Penny was awesome. Without the injuries, I'm almost sure he would be considered one of the top-10 PG's of all-time. 


He was an extremely talented and athletic player, but after his injuries it seems like he lost his passion for the game.


----------



## The MAgiC (Aug 3, 2003)

You can't compare him to T-Mac or Kobe because he was a PG, not a SG. He was a great scorer but being the playmaker was his main focus. He had great court vision. He was fast and agile, but he wasn't the athletic freak T-Mac is. He had an advantage over other PG's because of his height. A lot of people thought Penny was the 2nd best guard in the league behind Jordan, before he deteriorated. After Shaq left he had some impressive 40 point performances in the playoffs, so he could score and take over a game. Just not as easily as today's elite SG's. He sorta went downhill after that. He was the best PG the Magic ever had, but he wasn't able to reach his potential.


----------



## clhb1 (Feb 21, 2004)

Put it this way, in his prime I don't believe to many people would have wanted any other Point guard leading their team.


----------



## JNice (Jul 13, 2002)

> Originally posted by <b>Nikos</b>!
> For those who have watched the magic faithfully since the early 90s (or even sooner). How good was Penny Hardaway in his best two years 94-96? Could he hold his own with Kobe/Tmac of today? Was he comparable?
> 
> Any opinions for those who remember him vividly, would be awesome.


He'd still be a step below Kobe and Tmac. Not quite as athletic and not as good of a scorer. He was a better passer than both, although it appeared his creativity and playmaking ability got worse each year, at least IMO.

As the team got worse (post Shaq), they relied on Penny too much for scoring ... so it took away from other parts of his game, much like I think it kind of has with Tmac. 

I'd say he was a top 10 player in the game and would have ended up as maybe a top 5 - 10 PG in history if he had been healthy his whole career.
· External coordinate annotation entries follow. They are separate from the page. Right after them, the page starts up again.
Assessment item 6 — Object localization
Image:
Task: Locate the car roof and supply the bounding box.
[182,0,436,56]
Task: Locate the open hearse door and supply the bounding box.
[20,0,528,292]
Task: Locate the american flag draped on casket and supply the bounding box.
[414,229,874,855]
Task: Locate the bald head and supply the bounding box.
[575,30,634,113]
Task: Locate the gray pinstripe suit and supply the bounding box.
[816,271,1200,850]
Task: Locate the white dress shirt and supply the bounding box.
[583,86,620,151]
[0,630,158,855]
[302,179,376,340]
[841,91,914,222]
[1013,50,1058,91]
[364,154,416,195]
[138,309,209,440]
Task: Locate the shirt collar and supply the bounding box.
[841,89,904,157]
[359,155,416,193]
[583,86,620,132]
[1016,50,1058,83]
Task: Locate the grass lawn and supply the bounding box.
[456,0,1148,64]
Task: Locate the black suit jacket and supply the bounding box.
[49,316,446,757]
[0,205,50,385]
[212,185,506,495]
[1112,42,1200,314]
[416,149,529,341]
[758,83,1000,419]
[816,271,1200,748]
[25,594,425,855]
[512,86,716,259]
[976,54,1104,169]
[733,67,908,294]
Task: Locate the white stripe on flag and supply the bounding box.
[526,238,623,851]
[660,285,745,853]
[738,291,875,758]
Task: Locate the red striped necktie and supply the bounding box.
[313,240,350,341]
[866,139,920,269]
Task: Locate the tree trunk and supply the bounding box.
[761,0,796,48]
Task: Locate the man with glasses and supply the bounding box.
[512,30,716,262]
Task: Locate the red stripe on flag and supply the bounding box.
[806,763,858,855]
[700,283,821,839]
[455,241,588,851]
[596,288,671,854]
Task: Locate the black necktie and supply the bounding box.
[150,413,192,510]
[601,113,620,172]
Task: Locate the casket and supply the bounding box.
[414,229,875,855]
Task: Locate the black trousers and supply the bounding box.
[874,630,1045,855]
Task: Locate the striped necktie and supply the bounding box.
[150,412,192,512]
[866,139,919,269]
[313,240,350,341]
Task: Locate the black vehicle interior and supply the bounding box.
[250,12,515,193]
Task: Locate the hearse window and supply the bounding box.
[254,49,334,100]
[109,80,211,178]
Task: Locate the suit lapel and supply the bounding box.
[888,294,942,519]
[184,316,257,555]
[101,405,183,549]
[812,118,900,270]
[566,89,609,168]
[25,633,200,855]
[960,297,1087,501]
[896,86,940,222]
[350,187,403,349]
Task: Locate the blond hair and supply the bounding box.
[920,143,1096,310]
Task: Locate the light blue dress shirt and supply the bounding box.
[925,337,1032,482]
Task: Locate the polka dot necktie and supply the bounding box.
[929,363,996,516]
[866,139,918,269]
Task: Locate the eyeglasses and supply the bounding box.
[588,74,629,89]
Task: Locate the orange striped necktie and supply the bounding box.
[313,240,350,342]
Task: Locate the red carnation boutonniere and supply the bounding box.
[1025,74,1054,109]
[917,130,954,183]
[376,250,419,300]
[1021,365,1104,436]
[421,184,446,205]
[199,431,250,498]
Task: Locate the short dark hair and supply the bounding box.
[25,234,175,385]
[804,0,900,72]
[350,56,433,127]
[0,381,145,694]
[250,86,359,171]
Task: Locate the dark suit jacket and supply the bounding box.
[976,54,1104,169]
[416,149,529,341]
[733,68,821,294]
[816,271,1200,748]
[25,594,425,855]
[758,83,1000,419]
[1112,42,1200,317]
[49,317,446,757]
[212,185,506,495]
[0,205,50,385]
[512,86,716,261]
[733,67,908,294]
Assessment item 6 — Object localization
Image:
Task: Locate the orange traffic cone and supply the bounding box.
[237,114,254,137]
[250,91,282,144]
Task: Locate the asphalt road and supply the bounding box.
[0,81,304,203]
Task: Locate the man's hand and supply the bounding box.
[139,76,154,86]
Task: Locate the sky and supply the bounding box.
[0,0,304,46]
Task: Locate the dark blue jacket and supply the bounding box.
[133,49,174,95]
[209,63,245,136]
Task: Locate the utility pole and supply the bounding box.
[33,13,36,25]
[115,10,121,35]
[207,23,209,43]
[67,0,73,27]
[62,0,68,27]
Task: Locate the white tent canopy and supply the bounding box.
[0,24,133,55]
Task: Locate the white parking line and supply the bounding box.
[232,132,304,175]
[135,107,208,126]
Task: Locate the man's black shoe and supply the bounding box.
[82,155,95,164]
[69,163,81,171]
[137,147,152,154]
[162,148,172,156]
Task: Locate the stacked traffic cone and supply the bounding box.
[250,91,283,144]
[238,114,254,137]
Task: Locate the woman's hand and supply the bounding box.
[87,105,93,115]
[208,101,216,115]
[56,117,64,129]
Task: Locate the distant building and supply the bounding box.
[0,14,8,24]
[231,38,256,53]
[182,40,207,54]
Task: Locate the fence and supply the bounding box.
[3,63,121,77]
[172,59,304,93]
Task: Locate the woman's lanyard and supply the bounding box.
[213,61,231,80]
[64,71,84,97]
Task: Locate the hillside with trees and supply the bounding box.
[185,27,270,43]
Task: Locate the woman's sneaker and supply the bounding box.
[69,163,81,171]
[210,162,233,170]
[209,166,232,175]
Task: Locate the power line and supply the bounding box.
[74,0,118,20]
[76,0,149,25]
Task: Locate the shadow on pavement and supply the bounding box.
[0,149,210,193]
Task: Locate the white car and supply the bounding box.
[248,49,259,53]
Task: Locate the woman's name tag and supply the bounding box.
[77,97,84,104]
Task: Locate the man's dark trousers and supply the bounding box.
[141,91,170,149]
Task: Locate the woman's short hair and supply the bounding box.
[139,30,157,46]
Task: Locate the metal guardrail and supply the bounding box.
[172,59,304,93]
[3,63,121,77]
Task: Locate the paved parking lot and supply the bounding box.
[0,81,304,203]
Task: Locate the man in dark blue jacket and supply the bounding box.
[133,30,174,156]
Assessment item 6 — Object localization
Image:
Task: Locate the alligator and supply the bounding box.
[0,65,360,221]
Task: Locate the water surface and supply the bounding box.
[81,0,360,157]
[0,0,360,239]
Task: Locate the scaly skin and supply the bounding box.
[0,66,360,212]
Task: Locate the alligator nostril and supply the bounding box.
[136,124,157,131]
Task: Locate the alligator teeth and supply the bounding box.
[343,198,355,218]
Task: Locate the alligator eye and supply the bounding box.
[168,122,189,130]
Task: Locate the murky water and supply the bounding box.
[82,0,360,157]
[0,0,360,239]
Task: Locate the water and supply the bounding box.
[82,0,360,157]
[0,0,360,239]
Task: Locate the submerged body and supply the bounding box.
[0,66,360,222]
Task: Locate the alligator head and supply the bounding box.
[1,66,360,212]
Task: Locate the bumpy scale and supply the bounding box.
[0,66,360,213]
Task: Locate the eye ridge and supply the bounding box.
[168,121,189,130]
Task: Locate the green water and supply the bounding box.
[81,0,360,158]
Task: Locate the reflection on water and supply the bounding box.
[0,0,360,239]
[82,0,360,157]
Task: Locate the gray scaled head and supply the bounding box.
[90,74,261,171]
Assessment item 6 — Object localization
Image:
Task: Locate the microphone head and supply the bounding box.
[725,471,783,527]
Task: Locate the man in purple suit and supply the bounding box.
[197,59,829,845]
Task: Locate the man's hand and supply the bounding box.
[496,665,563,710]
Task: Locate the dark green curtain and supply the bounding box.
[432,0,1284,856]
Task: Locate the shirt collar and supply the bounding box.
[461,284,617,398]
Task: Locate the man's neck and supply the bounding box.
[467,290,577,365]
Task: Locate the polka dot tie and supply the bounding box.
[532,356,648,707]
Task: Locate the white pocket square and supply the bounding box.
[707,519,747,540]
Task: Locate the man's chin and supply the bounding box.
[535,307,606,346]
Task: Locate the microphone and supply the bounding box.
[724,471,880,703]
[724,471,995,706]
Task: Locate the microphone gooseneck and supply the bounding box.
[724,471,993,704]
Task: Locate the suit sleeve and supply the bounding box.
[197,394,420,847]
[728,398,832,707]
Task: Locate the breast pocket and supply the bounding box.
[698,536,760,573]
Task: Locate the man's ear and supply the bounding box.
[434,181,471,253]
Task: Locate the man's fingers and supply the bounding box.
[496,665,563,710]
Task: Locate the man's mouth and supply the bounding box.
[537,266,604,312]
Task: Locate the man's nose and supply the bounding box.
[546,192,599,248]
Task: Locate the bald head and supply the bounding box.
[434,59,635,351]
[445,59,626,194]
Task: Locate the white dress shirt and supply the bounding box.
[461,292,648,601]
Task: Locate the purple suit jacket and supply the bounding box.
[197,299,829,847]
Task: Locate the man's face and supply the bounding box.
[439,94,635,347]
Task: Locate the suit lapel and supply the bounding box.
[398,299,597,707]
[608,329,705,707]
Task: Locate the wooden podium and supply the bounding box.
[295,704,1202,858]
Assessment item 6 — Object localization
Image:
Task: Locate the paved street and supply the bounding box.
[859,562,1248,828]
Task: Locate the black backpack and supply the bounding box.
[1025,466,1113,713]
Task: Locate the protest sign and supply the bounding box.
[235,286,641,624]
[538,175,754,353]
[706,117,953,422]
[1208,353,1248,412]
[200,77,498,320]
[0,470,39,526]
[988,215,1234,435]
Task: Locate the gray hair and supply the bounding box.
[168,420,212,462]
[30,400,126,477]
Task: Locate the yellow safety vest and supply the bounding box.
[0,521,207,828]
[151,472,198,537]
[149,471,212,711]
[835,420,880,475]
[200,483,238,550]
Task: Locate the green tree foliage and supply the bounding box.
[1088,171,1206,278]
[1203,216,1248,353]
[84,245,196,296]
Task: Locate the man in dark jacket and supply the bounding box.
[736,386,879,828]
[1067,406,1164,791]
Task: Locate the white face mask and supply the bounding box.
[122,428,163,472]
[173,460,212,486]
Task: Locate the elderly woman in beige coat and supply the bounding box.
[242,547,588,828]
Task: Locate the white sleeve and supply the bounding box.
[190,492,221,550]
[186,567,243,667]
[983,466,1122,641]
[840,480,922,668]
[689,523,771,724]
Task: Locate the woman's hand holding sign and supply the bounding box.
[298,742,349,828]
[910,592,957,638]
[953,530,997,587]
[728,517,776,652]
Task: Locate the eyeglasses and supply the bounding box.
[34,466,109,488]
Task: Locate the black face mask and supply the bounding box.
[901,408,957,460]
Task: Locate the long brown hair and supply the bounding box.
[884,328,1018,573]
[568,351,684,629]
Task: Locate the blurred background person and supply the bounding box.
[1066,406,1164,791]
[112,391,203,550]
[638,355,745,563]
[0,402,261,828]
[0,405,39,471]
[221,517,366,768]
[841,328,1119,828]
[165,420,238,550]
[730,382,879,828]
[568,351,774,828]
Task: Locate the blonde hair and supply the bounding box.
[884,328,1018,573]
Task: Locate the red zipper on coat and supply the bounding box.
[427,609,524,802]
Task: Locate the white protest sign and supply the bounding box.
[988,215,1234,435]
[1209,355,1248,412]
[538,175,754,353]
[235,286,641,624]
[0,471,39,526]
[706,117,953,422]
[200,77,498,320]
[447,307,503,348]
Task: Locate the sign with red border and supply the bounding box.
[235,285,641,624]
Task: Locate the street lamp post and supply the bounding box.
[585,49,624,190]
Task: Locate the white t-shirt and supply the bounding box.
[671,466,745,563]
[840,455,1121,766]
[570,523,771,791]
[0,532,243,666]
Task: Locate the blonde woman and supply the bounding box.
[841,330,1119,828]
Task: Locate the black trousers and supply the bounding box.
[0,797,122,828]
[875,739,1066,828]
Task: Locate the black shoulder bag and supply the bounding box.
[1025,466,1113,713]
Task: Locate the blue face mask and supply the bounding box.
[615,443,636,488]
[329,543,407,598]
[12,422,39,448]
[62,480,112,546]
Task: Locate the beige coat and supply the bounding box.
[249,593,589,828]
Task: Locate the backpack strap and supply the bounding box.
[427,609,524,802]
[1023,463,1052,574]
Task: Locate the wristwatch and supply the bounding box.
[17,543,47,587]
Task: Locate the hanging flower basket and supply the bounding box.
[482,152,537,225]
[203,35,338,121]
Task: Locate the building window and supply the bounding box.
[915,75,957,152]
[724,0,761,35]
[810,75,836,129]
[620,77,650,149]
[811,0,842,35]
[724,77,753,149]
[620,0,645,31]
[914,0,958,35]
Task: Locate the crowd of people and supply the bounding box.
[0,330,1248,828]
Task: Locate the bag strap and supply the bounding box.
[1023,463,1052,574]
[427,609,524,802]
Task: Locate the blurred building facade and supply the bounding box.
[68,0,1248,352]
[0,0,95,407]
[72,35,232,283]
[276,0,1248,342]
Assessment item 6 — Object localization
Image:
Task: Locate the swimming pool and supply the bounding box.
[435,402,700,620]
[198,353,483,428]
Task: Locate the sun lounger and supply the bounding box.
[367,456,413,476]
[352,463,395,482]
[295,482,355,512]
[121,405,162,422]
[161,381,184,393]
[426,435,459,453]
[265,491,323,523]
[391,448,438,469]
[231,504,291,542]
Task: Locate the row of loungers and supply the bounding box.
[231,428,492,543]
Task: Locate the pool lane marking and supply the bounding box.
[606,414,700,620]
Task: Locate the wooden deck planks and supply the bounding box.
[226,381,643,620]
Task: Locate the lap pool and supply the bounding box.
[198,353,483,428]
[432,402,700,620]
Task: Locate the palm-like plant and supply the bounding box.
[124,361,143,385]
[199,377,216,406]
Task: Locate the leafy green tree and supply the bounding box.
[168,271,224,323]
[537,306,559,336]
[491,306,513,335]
I'll never forget his one-handed fastbreak tomahawk over Patrick Ewing in Orlando.


----------



## Unlimitedgame (Jul 16, 2003)

*P*

Penny without the injuries would have been just as good if not better then Kobe and T-mac. He didnt put up huge scoring numbers because he was a superstar who was unselfish and deffered to shaq because thats what it took to win. Penny was ausome. He was an all around player that even Jordan himself said was the best player in the game back then besides himself.


----------



## Turkish Delight (Mar 17, 2004)

He played a lot like Jalen Rose of today.. Don't look at Jalen's stats thsi season though.. He's having a bad year because of injuries. Anyways they play alike.. Penny use to always use his size to create mismatches against other PG's.. He would get inside post up and take advantage of his height.. Like Jalen he was never a good defender.. But they both have very good passing skills..


----------



## hobojoe (Jun 20, 2003)

Unfortunately, most of the memories of Penny that remain with me are the negative ones. The memories of him getting coaches fired, whining to the press, getting hurt all the time, and me burning the Orlando Magic #1 jersey after he left, especially the way he left. But nonetheless, in his first few years in the league, Penny was a great PG for the Magic, and a perfect player to play alongside Shaq. He was a good scoring PG, but he had great court vision and passing ability, and was not very selfish at all. He came up huge in the playoffs during the Magic's run to the Finals.


----------



## PistonFAN81 (May 30, 2003)

Penny was the man and all but I think that the one thing he had going for him was that shaq played with him and all


----------



## texan (Jul 10, 2003)

kinda like kobe huh? but penny wasnt a scorer like tmac or kobe. he had a pgs mentalit, always findin the open man and great court awareness. He also had the great advantage of bein a 6ft7 legit PG. he could also score when he wanted to but easily could have avged 19 and 10. it pained me to see him deteriorate and become the mediocre player he is today.


----------



## c_dog (Sep 15, 2002)

I remember he was very dominant. Sure you look at the stats and he seems to be a level below Kobe and T-Mac, but that's not the case. He just had a quality. He may not score as much but he brings a lot of leadership to the team(something T-Mac and Kobe both lack, leadership), and was the most dominating player in games.


----------



## John (Jun 9, 2002)

Penny was so much skiller than Kobe and T-mac. Kobe and T-mac scored more points because of the oftenly used in-between shots. Penny was all skills even when he was in his prime.


----------



## Slasher (Jul 11, 2003)

If I had to compare a player of today to the Anfernee Hardaway of the min-90s, I'd have to compare him to Shawn Marion.


----------



## John (Jun 9, 2002)

> Originally posted by <b>Slasher</b>!
> If I had to compare a player of today to the Anfernee Hardaway of the min-90s, I'd have to compare him to Shawn Marion.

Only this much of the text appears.